New ITER Tokamak Model
About our Speaker: Dr. Maingi immigrated from Jahlandar, India, at the age of 5. To culminate his early education, Maingi conducted a senior high school project researching nuclear fusion. This experience inspired him to pursue a Nuclear Engineering degree from NC. State University (1987), where he remained to seek his PhD, which he earned in 1992. Following his education, Maingi conducted research for the Oak Ridge National Lab, investigating DIII-D and NSTX tokomak models. Tokamaks are massive toroidal magnetic confinement rigs built to contain intense, energy-dense plasma samples. Tokomak research is critical for progress in designing effective fusion systems. We’ll look into why this technology is necessary for fusion reactors a little bit later. In 2012, Dr. Rajesh joined the Princeton Plasma Physics Lab (PPPL), where he continues to look into tokamaks and the role of magnetic confinement in nuclear fusion reactors.

Introducing the Concept: Fusion Fusion is the process by which two small atomic nuclei merge to create one larger nucleus. In this process, the resulting compound retains slightly less mass than the two preceding atoms, generating massive amounts of energy through Einstein’s E=mc^2 relationship. There are a couple of ways we have found fusion propagates. Two common models are the proton-proton and deuterium-tritium (D-T) fusion chains. Proton-proton fusion involves two hydrogen nuclei generating helium-4, and it occurs in our sun at relatively low temperatures (10-15 million K) and intense pressures. D-T chains involve heavy hydrogen isotopes, H2 and H3 to generate helium-4, with an additional fast neutron that travels at 17% light speed and carries 160 billion K worth of energy. These chains occur at higher temperatures (100 million K).

Initiating fusion State: Despite how impossible these numbers sound, we see fusion taking place every day, looking at the glowing sun in our sky. In stars, immense, overpowering gravitational forces have the power to compress atoms enough to force fusion. It takes A LOT of force to overcome electromagnetic repulsion at that scale, so one of the most fundamental challenges of fusion was discovering how to recreate ‘fusion-able’ conditions on Earth. Our solution to this obstacle is to heat our elements to the point where they carry enough kinetic energy to collide and overcome the repulsion with their instantaneous impact force.

How do we heat material to such an extent? There is a combination of three main methods that are applied to initiate the fusion state. Resistive heating consists of a powerful transformer that pulses strong currents through the ionized gas. The gas carries resistance (like a wire), as gas molecules interact, they generate thermal energy, which results in a heating effect. This method is effective up to 20 million K. Wave heating shoots electromagnetic waves (radio waves work best) into the plasma, and bond resonance in the ionized particles picks up the e-mag energy.
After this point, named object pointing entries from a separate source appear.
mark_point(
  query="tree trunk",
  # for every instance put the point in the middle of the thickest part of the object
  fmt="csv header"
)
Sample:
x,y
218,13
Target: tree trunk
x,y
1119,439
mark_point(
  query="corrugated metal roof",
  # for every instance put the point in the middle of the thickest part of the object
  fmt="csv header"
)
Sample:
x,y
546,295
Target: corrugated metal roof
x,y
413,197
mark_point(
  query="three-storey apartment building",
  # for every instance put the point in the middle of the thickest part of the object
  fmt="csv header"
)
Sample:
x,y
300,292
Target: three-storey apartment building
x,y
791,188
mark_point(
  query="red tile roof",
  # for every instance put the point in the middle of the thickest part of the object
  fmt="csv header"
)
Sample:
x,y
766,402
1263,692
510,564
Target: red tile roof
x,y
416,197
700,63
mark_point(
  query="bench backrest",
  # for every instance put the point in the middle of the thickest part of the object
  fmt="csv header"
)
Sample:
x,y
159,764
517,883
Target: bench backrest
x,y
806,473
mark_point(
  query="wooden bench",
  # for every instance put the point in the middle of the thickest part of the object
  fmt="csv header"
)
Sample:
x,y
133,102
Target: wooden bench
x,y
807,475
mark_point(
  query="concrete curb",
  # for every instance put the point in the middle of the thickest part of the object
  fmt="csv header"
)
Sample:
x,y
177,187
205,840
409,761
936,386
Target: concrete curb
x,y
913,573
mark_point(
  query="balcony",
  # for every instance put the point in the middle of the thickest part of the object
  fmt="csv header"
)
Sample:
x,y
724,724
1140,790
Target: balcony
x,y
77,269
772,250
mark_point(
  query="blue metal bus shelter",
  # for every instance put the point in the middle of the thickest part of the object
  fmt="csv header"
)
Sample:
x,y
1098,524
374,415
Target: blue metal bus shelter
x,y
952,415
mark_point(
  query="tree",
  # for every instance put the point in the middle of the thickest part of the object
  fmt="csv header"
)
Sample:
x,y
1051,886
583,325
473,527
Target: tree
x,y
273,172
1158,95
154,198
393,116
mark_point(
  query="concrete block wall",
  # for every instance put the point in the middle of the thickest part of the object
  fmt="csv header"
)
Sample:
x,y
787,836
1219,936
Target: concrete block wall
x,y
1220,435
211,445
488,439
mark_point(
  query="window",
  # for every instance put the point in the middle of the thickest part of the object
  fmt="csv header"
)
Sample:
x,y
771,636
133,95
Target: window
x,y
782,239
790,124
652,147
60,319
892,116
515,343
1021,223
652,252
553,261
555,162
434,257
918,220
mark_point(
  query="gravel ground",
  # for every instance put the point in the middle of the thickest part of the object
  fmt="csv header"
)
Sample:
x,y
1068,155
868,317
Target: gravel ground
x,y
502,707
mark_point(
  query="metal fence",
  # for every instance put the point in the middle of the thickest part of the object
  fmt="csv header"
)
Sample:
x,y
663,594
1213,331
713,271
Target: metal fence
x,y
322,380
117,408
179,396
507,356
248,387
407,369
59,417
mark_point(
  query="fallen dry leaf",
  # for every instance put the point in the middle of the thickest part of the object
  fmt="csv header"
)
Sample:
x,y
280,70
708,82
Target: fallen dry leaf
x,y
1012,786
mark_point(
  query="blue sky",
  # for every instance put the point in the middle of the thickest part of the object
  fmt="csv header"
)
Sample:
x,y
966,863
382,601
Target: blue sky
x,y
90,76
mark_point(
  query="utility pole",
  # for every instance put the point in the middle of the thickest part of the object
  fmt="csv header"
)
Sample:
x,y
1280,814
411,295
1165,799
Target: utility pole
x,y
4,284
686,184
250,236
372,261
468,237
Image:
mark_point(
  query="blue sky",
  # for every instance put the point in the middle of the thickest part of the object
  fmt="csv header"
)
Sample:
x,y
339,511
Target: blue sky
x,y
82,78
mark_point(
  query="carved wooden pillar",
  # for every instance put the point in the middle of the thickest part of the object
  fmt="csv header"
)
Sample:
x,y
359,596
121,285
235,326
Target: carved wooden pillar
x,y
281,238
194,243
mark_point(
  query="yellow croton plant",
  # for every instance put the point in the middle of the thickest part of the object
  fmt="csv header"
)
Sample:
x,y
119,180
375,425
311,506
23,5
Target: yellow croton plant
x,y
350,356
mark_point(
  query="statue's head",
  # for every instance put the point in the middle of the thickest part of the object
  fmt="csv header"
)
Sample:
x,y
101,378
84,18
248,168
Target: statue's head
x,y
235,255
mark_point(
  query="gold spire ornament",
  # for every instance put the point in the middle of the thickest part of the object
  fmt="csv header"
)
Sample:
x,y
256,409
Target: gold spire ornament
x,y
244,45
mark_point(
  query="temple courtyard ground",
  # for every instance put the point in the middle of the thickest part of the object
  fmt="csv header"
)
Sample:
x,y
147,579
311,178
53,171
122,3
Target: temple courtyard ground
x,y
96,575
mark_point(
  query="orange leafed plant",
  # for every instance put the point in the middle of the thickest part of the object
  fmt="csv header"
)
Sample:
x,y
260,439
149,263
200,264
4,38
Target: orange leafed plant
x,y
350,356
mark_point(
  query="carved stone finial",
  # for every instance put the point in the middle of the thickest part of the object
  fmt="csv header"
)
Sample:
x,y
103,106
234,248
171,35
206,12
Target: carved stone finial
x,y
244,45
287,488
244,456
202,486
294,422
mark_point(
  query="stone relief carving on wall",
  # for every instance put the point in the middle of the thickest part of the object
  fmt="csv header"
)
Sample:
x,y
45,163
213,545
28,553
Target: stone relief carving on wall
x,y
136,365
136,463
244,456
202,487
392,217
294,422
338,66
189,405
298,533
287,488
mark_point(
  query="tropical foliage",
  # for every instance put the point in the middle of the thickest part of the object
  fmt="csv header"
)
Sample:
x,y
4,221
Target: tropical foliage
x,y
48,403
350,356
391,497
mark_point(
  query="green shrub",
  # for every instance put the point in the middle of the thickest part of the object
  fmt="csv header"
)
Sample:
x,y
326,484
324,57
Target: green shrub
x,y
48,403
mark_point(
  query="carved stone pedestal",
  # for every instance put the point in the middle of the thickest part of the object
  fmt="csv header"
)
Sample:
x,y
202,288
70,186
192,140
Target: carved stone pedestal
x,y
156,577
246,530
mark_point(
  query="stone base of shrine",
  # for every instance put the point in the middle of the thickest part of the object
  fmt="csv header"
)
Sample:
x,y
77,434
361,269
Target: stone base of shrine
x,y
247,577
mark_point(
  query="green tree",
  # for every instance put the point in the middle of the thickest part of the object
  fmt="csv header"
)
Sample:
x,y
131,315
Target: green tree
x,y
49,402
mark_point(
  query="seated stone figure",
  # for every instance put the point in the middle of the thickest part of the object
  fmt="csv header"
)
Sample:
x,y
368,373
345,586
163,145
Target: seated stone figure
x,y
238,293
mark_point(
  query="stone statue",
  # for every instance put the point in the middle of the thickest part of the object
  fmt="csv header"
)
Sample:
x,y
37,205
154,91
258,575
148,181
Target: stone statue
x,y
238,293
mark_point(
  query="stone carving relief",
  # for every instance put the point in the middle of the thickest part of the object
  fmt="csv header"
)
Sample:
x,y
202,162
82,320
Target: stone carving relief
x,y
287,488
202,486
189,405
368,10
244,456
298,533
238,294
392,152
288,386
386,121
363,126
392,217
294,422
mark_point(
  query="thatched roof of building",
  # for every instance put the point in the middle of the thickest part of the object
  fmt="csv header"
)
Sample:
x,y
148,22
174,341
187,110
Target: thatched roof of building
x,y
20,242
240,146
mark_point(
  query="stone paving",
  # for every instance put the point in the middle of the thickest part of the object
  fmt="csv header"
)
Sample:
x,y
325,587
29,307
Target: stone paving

This method is effective up to 200 million K. Lastly, neutral beam injection (NBI) involves shooting very high energy particles (like hydrogen or deuterium) into the plasma to transfer lots of energy through high velocity collisions. This method requires that neutral particles be used, as the ionized plasma (or magnetic confinement field) would redirect any charged particles from reaching the sample. NBI work up to 300 million K. So, in a real tokamak device, resistive heating is used to reach moderate temperatures, then wave heating and NBI work to reach 100+ million degrees.

When handling substances reaching millions of Kelvin, we have to ensure our materials are not destroyed by the immense temperatures (materials tend to fail ~1000K). We have found two main ways to handle all of this heat and energy to initiate fusion on Earth: inertial and magnetic confinement. In inertial confinement, small pellets of the gas are rapidly compressed and heated by strong energy beams, so the gas reaches a brief state of fusion. Magnetic confinement, which Maingi works on, generates strong fields (100x mag. Field at Earth’s surface) to keep the critical ionized gas from hammering away at the reactor walls. Magnetic containment shows promise for establishing steady-state fusion processes, with the idea that these fields would be able to contain the plasma continuously over extended periods of time.

Today, fusion exists in a pivotal position. Modern research has led us to effective heating methods, sufficient plasma generation, and an energy output that is promising for a future of practical power production from fusion reactions. Nuclear fusion is the most energy dense method of energy release (around 340 trillion Joules/kg fuel), millions of times more powerful than fossil fuels. So, mastering ways to properly harness this energy would be a key development in a green, limitless future. As promising as the technology is, there are still significant challenges before we can see truly effective fusion reactors. Stabilizing plasma for longer durations is necessary fusion for prolonged, steady energy output. Also, improving production of fusion fuel (like deuterium and tritium) is needed for upscaling the industry. Besides critical scientific developments, we must also overcome large upfront costs to see fusion implemented into the energy grid.